PEMBELAJARAN MODEL IDEAL PROBLEM SOLVING
1.1 Latar Belakang
Matematika merupakan salah satu mata pelajaran yang diajarkan pada pendidikan dasar dan pendidikan menengah. Mata pelajaran matematika perlu diberikan kepada semua siswa mulai dari sekolah dasar untuk membekali siswa dengan kemampuan berpikir logis, analitis, sistematis, kritis, dan kreatif, serta kemampuan bekerja sama. Kompetensi tersebut diperlukan agar siswa dapat memiliki kemampuan memperoleh, mengelola, dan memanfaatkan informasi untuk bertahan hidup pada keadaan yang selalu berubah, tidak pasti, dan kompetitif.
Tujuan pembelajaran matematika tingkat Sekolah Menengah Atas (SMA) dan Madrasah Aliyah (MA) terdapat dalam standar kompetensi mata pelajaran matematika SMA dan MA (Depdiknas, 2006) yaitu sebagai berikut ini.
1. Memahami konsep matematika, menjelaskan keterkaitan antar konsep dan mengaplikasikan konsep atau algoritma, secara luwes, akurat, efisien, dan tepat, dalam pemecahan masalah.
2. Menggunakan penalaran pada pola dan sifat, melakukan manipulasi matematika dalam membuat generalisasi, menyusun bukti, atau menjelaskan gagasan dan pernyataan matematika.
3. Memecahkan masalah yang meliputi kemampuan memahami masalah, merancang model matematika, menyelesaikan model dan menafsirkan solusi yang diperoleh.
4. Mengkomunikasikan gagasan dengan simbol, tabel, diagram, atau media lain untuk memperjelas keadaan atau masalah.
5. Memiliki sikap menghargai kegunaan matematika dalam kehidupan, yaitu memiliki rasa ingin tahu, perhatian, dan minat dalam mempelajari matematika, serta sikap ulet dan percaya diri dalam pemecahan masalah.
Dengan memperhatikan tujuan pembelajaran matematika tersebut, maka pembelajaran matematika difokuskan pada: (1) Kemampuan memecahkan masalah (problem solving), (2) Menyampaikan ide/gagasan (communication), (3) Memberikan alasan induktif maupun deduktif untuk membuat, mempertahankan, dan mengevaluasi argumen (reasoning), (4) Menggunakan pendekatan, keterampilan, alat, dan konsep untuk mendeskripsikan dan menganalisis data (representation), (5) Membuat pengaitan antar ide matematik, membuat model, dan mengevaluasi struktur matematika (conection).
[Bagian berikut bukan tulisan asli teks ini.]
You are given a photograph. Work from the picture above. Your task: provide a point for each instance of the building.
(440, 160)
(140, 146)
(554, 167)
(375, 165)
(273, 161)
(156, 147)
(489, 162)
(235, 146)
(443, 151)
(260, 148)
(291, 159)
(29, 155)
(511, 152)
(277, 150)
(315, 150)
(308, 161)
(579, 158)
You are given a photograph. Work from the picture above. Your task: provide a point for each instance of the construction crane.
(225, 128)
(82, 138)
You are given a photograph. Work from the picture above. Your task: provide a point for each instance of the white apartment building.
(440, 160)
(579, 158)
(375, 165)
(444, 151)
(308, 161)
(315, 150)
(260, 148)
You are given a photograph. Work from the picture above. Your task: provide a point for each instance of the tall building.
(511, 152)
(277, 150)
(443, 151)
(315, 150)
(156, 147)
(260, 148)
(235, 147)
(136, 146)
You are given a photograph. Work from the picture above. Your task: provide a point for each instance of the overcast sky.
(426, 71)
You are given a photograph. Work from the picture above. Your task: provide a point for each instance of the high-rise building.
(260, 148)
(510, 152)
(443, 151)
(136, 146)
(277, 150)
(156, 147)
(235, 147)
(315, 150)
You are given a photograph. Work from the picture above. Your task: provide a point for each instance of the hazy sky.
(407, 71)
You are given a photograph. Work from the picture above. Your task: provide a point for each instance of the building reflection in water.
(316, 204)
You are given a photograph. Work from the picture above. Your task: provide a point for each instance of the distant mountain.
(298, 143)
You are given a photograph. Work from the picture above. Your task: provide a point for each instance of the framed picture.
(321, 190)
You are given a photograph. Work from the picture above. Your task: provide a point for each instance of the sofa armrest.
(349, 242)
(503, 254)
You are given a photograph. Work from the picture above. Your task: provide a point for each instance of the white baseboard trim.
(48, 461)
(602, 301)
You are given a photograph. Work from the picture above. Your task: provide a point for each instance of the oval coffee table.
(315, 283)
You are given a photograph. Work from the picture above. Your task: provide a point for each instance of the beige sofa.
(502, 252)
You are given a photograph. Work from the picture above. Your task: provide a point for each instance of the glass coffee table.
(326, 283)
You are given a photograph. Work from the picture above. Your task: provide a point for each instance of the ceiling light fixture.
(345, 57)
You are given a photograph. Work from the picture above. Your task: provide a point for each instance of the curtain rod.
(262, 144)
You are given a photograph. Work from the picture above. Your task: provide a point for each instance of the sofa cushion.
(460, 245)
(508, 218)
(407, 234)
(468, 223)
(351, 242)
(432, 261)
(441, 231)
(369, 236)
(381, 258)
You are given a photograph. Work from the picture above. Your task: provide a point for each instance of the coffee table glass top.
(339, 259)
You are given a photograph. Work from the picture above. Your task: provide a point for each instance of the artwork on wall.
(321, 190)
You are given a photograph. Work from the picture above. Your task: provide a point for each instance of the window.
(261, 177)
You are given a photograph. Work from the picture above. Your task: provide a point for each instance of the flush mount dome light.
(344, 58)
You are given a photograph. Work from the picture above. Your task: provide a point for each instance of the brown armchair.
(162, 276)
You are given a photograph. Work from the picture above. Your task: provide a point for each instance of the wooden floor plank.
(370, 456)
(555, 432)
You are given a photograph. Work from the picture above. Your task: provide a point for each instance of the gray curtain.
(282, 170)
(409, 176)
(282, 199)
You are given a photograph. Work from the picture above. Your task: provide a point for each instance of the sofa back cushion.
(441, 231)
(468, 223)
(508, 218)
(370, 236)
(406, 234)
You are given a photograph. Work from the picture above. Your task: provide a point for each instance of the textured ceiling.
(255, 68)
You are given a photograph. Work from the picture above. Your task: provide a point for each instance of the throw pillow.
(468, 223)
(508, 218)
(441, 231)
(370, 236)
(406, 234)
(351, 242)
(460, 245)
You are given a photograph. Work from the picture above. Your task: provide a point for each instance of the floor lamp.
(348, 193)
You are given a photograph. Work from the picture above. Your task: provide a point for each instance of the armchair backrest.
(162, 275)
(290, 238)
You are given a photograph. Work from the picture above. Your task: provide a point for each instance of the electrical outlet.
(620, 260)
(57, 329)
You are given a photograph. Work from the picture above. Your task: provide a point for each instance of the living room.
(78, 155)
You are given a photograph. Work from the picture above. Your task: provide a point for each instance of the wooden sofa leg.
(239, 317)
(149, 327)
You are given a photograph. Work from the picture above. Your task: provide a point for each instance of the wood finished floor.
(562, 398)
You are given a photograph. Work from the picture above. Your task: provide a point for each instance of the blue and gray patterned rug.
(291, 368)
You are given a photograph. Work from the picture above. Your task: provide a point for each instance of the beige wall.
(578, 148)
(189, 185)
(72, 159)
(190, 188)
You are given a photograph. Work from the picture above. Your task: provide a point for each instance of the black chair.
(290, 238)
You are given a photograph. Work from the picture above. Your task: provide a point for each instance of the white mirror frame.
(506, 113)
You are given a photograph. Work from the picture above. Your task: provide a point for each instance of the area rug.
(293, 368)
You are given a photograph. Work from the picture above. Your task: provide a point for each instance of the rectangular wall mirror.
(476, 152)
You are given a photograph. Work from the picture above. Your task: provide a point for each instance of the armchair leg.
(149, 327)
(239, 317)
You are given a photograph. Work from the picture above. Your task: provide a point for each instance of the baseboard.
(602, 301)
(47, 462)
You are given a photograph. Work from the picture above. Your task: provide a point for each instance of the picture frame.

Lima elemen ini dikenal dengan”standar proses daya matematika” atau NCTM menyebutnya dengan istilah mathematical power process standards. Dengan mengkaji tujuan pembelajaran matematika, tentunya logis jika matematika menjadi mata ajar wajib ditingkat dasar dan menengah di seluruh satuan pendidikan yang ada. Dengan proses pembelajaran matematika dan pencapaian yang baik didalamnya, maka tentunya kualitas sumber daya insani bangsa Indonesia akan terangkat.
Kenyataan di lapangan bahwa tujuan-tujuan tersebut sampai saat ini tampaknya masih belum tercapai sepenuhnya. Hal ini dapat dilihat dari beberapa indikator, data dari Puspendik (2009) hasil pembelajaran matematika di Sekolah Menengah Pertama (SMP), Sekolah Menegah Atas (SMA) dan juga Sekolah Menengah Kejuruan (SMK) yang ditunjukkan dengan hasil Ujian Nasional (UN) dari tahun ketahun hasilnya belum menggembirakan jika dibandingkan dengan mata pelajaran lain.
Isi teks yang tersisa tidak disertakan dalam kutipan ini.